Kassad is a one-man black metal project from London who invited us to hear a three-track EP named Humans, which was released via Bandcamp in mid-January and which thematically “charts the immense human suffering caused by the Israel-Palestine conflict”. I wish I had more time to listen to everything that lands in our in-box, but I’m sure glad I made time for this one.

Missiles” begins storming right from the beginning, a maelstrom of blasting drums joined with a sandblasting haze of distorted guitars that’s marked by a slow, penetrating guitar melody (and maybe keyboards, too?). Heavy on the distortion and accented by abrasive noise and equally abrasive vocal harshness, it’s a song that almost relentlessly builds tension. It has a brooding, bereft atmosphere that grows into a sense of wretchedness and emotional extremity.

Ashes” then provides a dynamic contrast, beginning with slow, somber, isolated guitar notes in a repeating motif set against a cold, windy backdrop. A second guitar comes in, playing against that loop in a higher range, and then deeper distorted, guitar chords join in, vibrating with radioactive decay. A largely instrumental piece, it has a very bleak, mournful, grief-stricken aura, underscored by massed wordless male voices (or maybe that’s a synthesizer at work?).

The best song comes last. Announced by a warning siren, a thumping beat, and another dense wall of distorted riffing and bestial howls, “Revenge” proves to be a mesmerizing song, despite or perhaps because of its overarching depressive mood. A slow, almost dreamy, atmospheric guitar (or keyboard?) melody rises like mist and begins to shine above the cacophony. The intensity grows, as if a mind’s grip on reality is loosening — but then the song breaks, and a distorted, reverberating lead guitar comes in with a sorrowful melody. Listening to this song, I’m reminded of the late lamented Lifelover, which is a very good thing.
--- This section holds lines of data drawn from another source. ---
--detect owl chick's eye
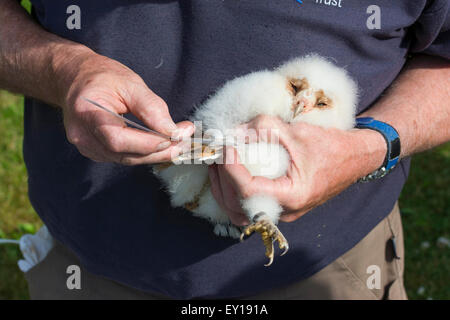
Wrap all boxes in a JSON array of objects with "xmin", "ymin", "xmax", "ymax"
[{"xmin": 314, "ymin": 90, "xmax": 332, "ymax": 109}]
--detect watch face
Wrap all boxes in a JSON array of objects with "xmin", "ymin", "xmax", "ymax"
[
  {"xmin": 355, "ymin": 118, "xmax": 400, "ymax": 180},
  {"xmin": 390, "ymin": 137, "xmax": 401, "ymax": 159}
]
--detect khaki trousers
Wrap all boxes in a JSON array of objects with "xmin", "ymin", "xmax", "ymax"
[{"xmin": 26, "ymin": 204, "xmax": 407, "ymax": 300}]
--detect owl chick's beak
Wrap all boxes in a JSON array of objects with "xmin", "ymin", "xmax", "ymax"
[
  {"xmin": 293, "ymin": 100, "xmax": 305, "ymax": 118},
  {"xmin": 293, "ymin": 88, "xmax": 315, "ymax": 118}
]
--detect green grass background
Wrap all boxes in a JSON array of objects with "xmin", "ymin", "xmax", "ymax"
[
  {"xmin": 0, "ymin": 90, "xmax": 449, "ymax": 300},
  {"xmin": 0, "ymin": 0, "xmax": 449, "ymax": 300}
]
This is an unexpected, under-the-radar release that’s tremendously good. Do make time to explore it.

https://kassad.bandcamp.com/releases
https://www.facebook.com/kassadband/
http://www.kassadband.co.uk/

 

 

 

 

 

 

Dissvarth-Between the Light and the Moon

DISSVARTH

I’m concluding this collection with a song that’s maybe not really any shade of black, though listening to it, I feel like I’ve left the earth and gone sailing among the stars in an indigo night sky.

The song is “Polaris” and it’s from the new album by Dissvarth, Between the Light and The Moon. I’ve written about Dissvarth before, but for new explorers it’s a two-person project composed of Dis Pater from Midnight Odyssey and Svarthen from Aeon Winds.

In genre terms, you could think of Dissvarth’s music as atmospheric dark ambient, neo-folk, and/or darkwave. Regardless of the label, “Polaris” is haunting and entrancing, a beautiful piece with keyboard melodies that do indeed shine like stars in a night sky. Vocally, it’s also an exception to our “Rule”.

I don’t yet have a precise release date, but the album will again be coming from I, Voidhanger Records.

https://www.facebook.com/Dissvarth/

  5 Responses to “SHADES OF BLACK: MANTAR, GERM, GRAVDAL, NOX FORMULAE, KASSAD, DISSVARTH”

  1. Lots of raw delight to look forward to. This post reminds me I’ll have to send a few mails to labels that’s changed PR agency. Black or bleak shades, Dissvarth rounds off beautifully.

  2. Quite curious to see where that Mantar album goes. I see why you put it in Shades of Black.
    NOX Forumlae is especially exciting. I kept coming back to the player to confirm I was still listening to the same band, it was all so good.

  3. Domino is an excellent track!

  4. That Mantar is shaping up to be just as awesome as the debut. Psyched on Germ and Gravdal too, and Kassad is an intriguing listen as well.